Hamman’s syndrome is usually a benign and non-recurrent condition, however, in rare cases it may be life threatening and lead to cardiac tamponade with significant hemodynamic compromise. Such situation require surgical intervention [
16]. Prior to any intervention, it is important to exclude other serious, potentially life-threathening conditions such as esophageal rupture (cancer related), Boerhaave syndrome (rupture of the esophagus due to forceful vomiting), pharyngeal rupture, pulmonary embolism, amniotic fluid embolism, aortic dissection, myocardial infarction, pneumopericardium, or pneumothorax of any cause [
17,
18].
Apart from the clinical picture, a CT scan is the gold standard in diagnosing pneumomediastinum. In a systematic review, it was found that about 30% of cases of pneumomediastinum were poorly detected by chest x-ray, but were easily detected on a CT-scan [
19]. The CT also provides more accurate information on the extension of subcutaneous emphysema and other thoracic pathologies. An additional tool that can be considered is diagnostic endoscopy (bronchoscopy or esophagoscopy) or esophagography [
20].
Initial management is supportive treatment with oxygen, sedatives and analgetics, as needed. In severe cases, the treatment with antibiotics and bronchodilators, along with oxygen support may added. The patient should be reassured about good prognosis and expected spontaneous resolution within (3-14 days) [
21]. Patients can be discharged if they are in good general condition and do not have a significant pneumothorax. There is no recommended rutine follow up.

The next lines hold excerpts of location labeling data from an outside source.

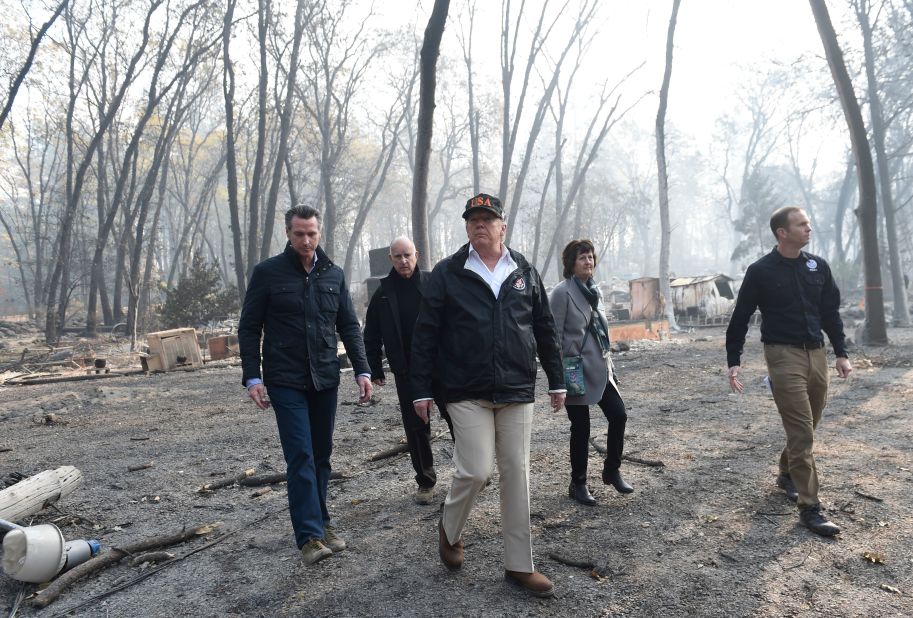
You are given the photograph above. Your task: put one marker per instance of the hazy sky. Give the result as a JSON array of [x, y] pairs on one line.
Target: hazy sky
[[717, 43]]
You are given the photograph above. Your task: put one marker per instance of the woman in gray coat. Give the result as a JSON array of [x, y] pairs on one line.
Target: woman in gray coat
[[583, 330]]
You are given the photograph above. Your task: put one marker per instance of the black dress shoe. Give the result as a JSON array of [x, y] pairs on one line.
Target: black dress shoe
[[613, 478], [581, 493], [786, 484], [812, 519]]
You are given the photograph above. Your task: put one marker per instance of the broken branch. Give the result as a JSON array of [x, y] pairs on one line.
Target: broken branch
[[228, 481], [399, 448], [264, 479], [47, 596]]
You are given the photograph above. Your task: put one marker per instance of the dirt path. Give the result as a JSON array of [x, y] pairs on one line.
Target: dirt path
[[708, 534]]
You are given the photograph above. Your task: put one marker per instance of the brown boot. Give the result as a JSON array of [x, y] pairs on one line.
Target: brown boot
[[451, 555], [535, 583]]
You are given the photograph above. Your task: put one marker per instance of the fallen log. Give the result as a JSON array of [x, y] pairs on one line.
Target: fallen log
[[263, 479], [45, 597], [167, 563], [399, 448], [226, 482], [34, 493], [72, 378], [654, 463], [598, 570]]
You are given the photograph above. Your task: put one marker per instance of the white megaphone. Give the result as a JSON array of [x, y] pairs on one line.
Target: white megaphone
[[36, 554]]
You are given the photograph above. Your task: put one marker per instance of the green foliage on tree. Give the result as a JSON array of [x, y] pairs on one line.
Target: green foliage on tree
[[199, 297]]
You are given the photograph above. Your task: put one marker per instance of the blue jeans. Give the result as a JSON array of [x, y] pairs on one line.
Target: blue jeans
[[305, 419]]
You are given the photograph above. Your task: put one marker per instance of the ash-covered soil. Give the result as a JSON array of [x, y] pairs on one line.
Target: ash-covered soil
[[707, 534]]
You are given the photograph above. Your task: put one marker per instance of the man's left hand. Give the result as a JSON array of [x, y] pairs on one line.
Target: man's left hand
[[364, 389], [844, 367], [557, 400]]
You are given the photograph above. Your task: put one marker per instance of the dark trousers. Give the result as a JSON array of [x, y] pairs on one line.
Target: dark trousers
[[305, 419], [614, 409], [418, 434]]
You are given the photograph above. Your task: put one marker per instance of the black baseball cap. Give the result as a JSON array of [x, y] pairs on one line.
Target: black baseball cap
[[483, 201]]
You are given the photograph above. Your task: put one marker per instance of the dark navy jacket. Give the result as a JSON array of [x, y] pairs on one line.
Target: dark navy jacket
[[383, 331], [479, 346], [298, 316]]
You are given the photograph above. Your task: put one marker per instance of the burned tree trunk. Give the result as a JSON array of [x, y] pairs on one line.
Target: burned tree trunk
[[431, 48], [663, 177], [874, 330]]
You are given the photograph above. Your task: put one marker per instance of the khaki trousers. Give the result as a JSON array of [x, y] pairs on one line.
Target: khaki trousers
[[799, 380], [484, 430]]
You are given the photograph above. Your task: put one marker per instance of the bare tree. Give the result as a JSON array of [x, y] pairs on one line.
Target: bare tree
[[76, 172], [473, 113], [876, 115], [228, 92], [338, 63], [512, 126], [285, 123], [874, 330], [663, 176], [431, 48], [27, 65]]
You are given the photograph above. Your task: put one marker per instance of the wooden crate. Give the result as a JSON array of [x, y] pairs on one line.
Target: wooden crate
[[172, 349], [223, 346]]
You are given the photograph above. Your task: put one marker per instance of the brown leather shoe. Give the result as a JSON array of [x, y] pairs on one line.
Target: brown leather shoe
[[451, 555], [535, 583]]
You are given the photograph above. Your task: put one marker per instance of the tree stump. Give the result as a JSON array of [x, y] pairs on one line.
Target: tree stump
[[34, 493]]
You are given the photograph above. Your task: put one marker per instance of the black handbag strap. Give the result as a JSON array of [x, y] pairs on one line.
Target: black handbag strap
[[589, 327]]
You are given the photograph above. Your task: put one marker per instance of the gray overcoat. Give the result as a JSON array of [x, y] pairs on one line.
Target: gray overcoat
[[572, 313]]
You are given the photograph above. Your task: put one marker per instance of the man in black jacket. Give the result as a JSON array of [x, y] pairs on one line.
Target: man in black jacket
[[484, 317], [298, 300], [388, 327], [798, 299]]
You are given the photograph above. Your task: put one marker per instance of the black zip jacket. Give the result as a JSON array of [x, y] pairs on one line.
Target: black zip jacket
[[797, 298], [481, 347], [298, 315], [383, 331]]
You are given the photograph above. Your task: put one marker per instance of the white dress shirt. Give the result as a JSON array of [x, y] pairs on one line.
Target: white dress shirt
[[494, 278]]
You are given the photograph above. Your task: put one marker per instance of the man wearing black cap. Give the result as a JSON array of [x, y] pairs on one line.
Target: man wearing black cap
[[483, 319]]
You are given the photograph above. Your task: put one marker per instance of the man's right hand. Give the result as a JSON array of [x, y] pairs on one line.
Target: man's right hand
[[734, 383], [423, 409], [257, 392]]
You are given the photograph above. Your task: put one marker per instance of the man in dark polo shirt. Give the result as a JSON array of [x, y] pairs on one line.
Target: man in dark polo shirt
[[388, 329], [798, 299]]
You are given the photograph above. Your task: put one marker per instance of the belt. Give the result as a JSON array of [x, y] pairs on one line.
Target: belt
[[808, 345]]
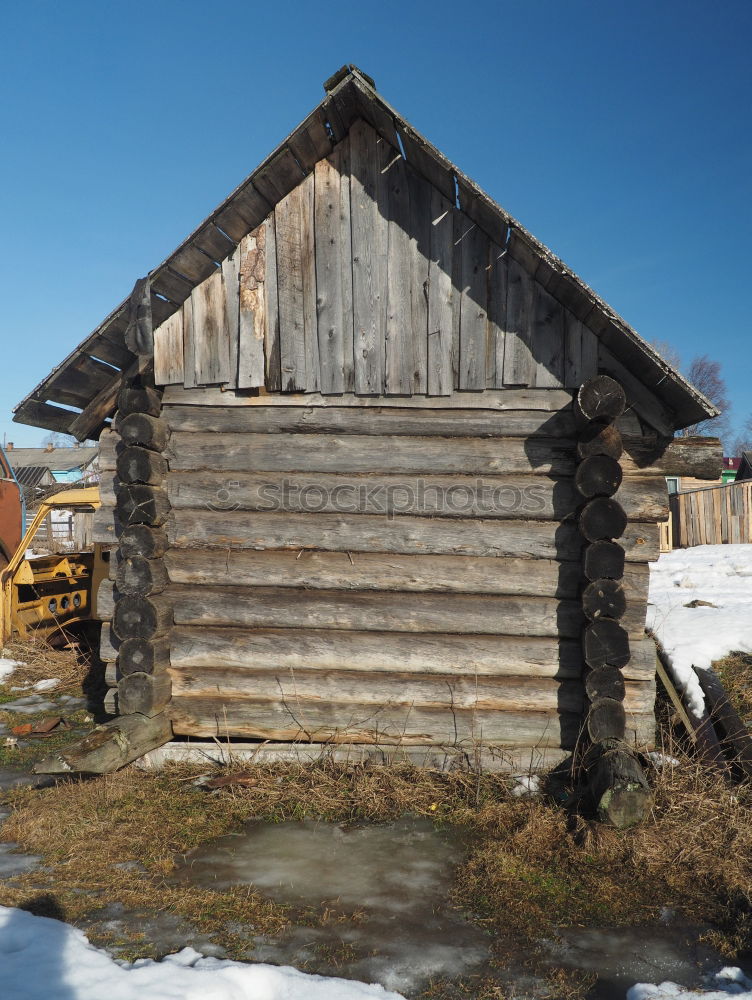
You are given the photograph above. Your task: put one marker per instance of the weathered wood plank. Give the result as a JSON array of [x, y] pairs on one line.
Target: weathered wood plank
[[474, 264], [497, 316], [398, 347], [329, 273], [376, 571], [548, 339], [368, 453], [440, 297], [290, 650], [508, 497], [519, 366], [168, 351], [231, 286], [549, 400], [228, 529], [404, 726], [358, 689], [370, 610], [371, 420], [289, 215], [272, 345], [209, 331], [419, 234], [252, 309], [110, 746], [369, 245]]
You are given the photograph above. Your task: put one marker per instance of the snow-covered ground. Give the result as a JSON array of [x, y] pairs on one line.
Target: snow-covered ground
[[728, 982], [42, 959], [721, 576]]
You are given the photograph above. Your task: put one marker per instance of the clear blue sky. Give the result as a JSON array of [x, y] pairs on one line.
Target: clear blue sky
[[617, 132]]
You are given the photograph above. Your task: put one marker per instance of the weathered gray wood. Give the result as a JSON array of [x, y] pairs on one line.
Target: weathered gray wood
[[189, 353], [697, 457], [510, 497], [549, 400], [399, 361], [110, 746], [440, 298], [146, 694], [219, 718], [142, 540], [296, 284], [141, 617], [370, 420], [474, 256], [141, 429], [548, 339], [497, 316], [376, 571], [211, 337], [424, 653], [369, 248], [272, 346], [444, 536], [368, 453], [519, 367], [139, 465], [137, 575], [329, 273], [282, 720], [148, 656], [618, 785], [252, 309], [419, 236], [361, 689], [140, 504], [231, 287], [371, 610]]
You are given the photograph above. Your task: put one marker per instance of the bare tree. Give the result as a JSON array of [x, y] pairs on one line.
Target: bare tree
[[706, 376], [743, 441]]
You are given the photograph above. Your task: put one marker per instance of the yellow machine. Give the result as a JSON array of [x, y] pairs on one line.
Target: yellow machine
[[52, 579]]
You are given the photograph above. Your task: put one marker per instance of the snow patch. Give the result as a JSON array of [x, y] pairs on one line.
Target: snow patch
[[695, 637], [730, 981], [37, 953]]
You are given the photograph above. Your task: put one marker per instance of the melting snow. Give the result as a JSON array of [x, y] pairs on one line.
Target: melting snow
[[696, 636]]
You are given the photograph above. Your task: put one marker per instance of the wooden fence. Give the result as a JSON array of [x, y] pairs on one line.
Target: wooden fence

There have been a few reports of cases with spontaneous pneumomediastinum occuring in the setting of hyperemesis gravidarum in early pregnancy [
14] or spontaneously in the third trimester. Here the operative delivery should be considered to prevent worsening/recurence of this condition [
22].
Conclusion
Post partum pneumomediastinum (Hammans syndrome) is a rare complication however its timely diagnosis is necessary for patient safety and management. The most cases in pregnant women occur in the second stage of labour, as a result of excessive straining and valsalva maneuver. The recurrence rate in subsequent pregnancies is low, and there are no established guidelines on the management. It is suggested that measures which can be implemented are to minimise barotrauma with the low threshold for instrumental or operative delivery, and approaches limiting the duration of the second stage of labour. However his is not evidence based and may require meta-analytical approach.
Author Contributions
KOB: original draft preparation, clinical management; MMK: retrieving clinical data, database search, clinical management; KK: methodology, conceptualization; LJR: clinical management, original draft preparation; JV: writing, review and editing; PZ: writing and original draft preparation, clinical management, conceptualization, review and editing, supervision. All authors heave read and agreed to the published version of the manuscript.
Funding
The manuscript received no funding.
Conflict of interest statement
The authors declare that there is no conflict o finterests regarding the publication of this paper.
Acknowledgements
Authors thank to Mrs. Petra Zuborova, PhD for technical help with managing this paper and to the pasient who approved the content of the paper and signed the consent for the publishing of this case.
Informed consent statement
Written informed consent was obtain from the patient. Under the all management steps and in case presentation the principles of the Helsinki Declaration were followed.
Institutional review board statement
The presented study was carried out following the rules of the Declaration of Helsinky of 1975, revised in 2013. According to local IRB principles, ethical approval from IRB for a single case is not required, as long as data are kept anonymous and subject signed informed consend with the publishing.
Data availability statement
Data sharing nor applicable to this article as no datasets were generated or analyzed during the current study. The data presented in this study are available on request.